Published 30 May 2025 in cs.LG | (2505.24773v1)

Abstract: Federated fine-tuning has emerged as a promising approach to adapt foundation models to downstream tasks using decentralized data. However, real-world deployment remains challenging due to the high computational and communication demands of fine-tuning LLMs on clients with data and system resources that are heterogeneous and constrained. In such settings, the global model's performance is often bottlenecked by the weakest clients and further degraded by the non-IID nature of local data.
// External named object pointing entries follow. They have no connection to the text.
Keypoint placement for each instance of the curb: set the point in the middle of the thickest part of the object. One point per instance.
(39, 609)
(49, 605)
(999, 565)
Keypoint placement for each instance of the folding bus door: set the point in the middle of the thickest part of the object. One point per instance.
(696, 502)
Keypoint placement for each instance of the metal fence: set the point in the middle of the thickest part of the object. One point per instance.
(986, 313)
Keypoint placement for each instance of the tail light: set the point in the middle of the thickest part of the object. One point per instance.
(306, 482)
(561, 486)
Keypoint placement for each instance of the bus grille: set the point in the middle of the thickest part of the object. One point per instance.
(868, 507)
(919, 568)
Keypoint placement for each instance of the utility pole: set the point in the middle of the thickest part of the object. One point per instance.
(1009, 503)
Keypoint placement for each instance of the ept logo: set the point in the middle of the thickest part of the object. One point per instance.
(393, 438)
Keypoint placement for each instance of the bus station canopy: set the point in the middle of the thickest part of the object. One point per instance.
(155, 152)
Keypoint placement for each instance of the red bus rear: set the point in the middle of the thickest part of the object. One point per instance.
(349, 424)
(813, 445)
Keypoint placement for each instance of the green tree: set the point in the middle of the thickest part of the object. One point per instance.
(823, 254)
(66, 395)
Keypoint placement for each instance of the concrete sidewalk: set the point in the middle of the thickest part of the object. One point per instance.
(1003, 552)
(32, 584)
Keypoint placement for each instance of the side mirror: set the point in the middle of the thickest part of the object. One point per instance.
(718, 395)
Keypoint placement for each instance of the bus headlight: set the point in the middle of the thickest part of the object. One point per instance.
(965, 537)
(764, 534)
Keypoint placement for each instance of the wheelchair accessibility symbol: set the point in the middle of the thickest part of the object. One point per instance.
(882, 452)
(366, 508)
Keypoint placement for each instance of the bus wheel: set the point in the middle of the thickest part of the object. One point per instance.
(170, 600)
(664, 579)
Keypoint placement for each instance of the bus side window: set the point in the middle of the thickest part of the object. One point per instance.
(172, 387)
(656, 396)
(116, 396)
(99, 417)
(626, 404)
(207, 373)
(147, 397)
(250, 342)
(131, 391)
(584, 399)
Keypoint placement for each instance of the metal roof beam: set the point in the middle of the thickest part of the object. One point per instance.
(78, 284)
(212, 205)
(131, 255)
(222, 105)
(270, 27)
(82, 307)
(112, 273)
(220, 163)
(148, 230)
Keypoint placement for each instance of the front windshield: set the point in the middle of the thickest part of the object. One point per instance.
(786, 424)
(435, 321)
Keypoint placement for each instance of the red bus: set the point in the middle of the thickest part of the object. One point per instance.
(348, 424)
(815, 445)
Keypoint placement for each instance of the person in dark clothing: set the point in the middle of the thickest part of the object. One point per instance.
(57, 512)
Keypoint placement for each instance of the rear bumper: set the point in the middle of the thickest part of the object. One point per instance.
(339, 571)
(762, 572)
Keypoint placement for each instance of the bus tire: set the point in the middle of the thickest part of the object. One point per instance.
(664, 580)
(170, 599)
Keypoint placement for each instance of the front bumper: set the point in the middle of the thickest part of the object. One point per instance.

Although existing methods leverage parameter-efficient techniques such as Low-Rank Adaptation (LoRA) to reduce communication and computation overhead, they often fail to simultaneously ensure accurate aggregation of low-rank updates and maintain low system costs, thereby hindering overall performance. To address these challenges, we propose AFLoRA, an adaptive and lightweight federated fine-tuning framework for LLMs. AFLoRA decouples shared and client-specific updates to reduce overhead and improve aggregation accuracy, incorporates diagonal matrix-based rank pruning to better utilize local resources, and employs rank-aware aggregation with public data refinement to strengthen generalization under data heterogeneity. Extensive experiments demonstrate that AFLoRA outperforms state-of-the-art methods in both accuracy and efficiency, providing a practical solution for efficient LLM adaptation in heterogeneous environments in the real world.